The gang age, from ten to sixteen, is one of the most important eras in a boy’s life. One man out often may belong to a church, one out of five to a fraternity: but as Sheldon has shown, three boys in every four are members of a gang; and the character of this gang determines in no small degree what sort of men these boys shall become. Taking our lives through, our parents probably make us most, and next to these our wives. But next to our wives, in their influence over our characters and careers, come for most of us, the group of companions whom we knew as boys and who together with us formed our special gang. Our domestic education takes place in our parents’ home and in our own; but our social training has had at least its foundations in our gang.
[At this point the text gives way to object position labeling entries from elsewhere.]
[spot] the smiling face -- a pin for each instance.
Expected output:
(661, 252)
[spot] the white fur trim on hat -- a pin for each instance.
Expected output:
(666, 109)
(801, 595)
Curiously enough, in spite of the fact that three quarters of all boys are members of gangs, the gang plays a somewhat inconspicuous part in the literature of boyhood. Neither in “David Copperfield,” nor in “Being a Boy,” nor in “A Boy’s Town,” nor in “Tom Brown,” does the gang, qua gang, appear. There are traces of it in Owen Johnson’s Lawrenceville stories, and in certain tales of Elisha Kellog, dear to the heart of a generation ago. Only one story of boy life, so far as I know, gives the gang anything like its full value in boy psychology.

This tale is “The Story of a Bad Boy” of Thomas Bailey Aldrich. The “Centipedes,” to which the Bad Boy belonged, were a real gang. They had their local habitation, their badges, their ceremonies, their secrets. They went camping together, swam and boated and fished, snowballed the constables, fought the boys from the other end of the town, bombarded the sleeping inhabitants of Rivermouth on the night before the Fourth, and altogether comported themselves like the indefatigable young savages which all proper boys have been since boys were. The story is said to be highly autobiographical, to be, in short, the inside history of Aldrich’s own gang. At any rate, it seems to be the most adequate account yet in print of a typical boys’ gang, told with insight and skill. One can hardly imagine a better introduction to the ways of all boys than this story of a bad one.

Like most persons who were once boys, I was myself in my boyhood days a member of a gang; but I never began to realize the spirit and power of gang life until, between 1902 and 1905, I sat behind the Principal’s desk in an Industrial School for Boys. Before that desk stood each new-comer, and it was my duty to place each boy in his school work, and to be responsible in part for his discipline. I soon learned that rightly to guide a boy in the School, it was essential that I know pretty thoroughly, not only the boy’s personal traits, but also the social conditions of his home and of his neighborhood. I asked, therefore, many questions about home, school, and playmates, especially about playmates and the way in which the boys spent their leisure time.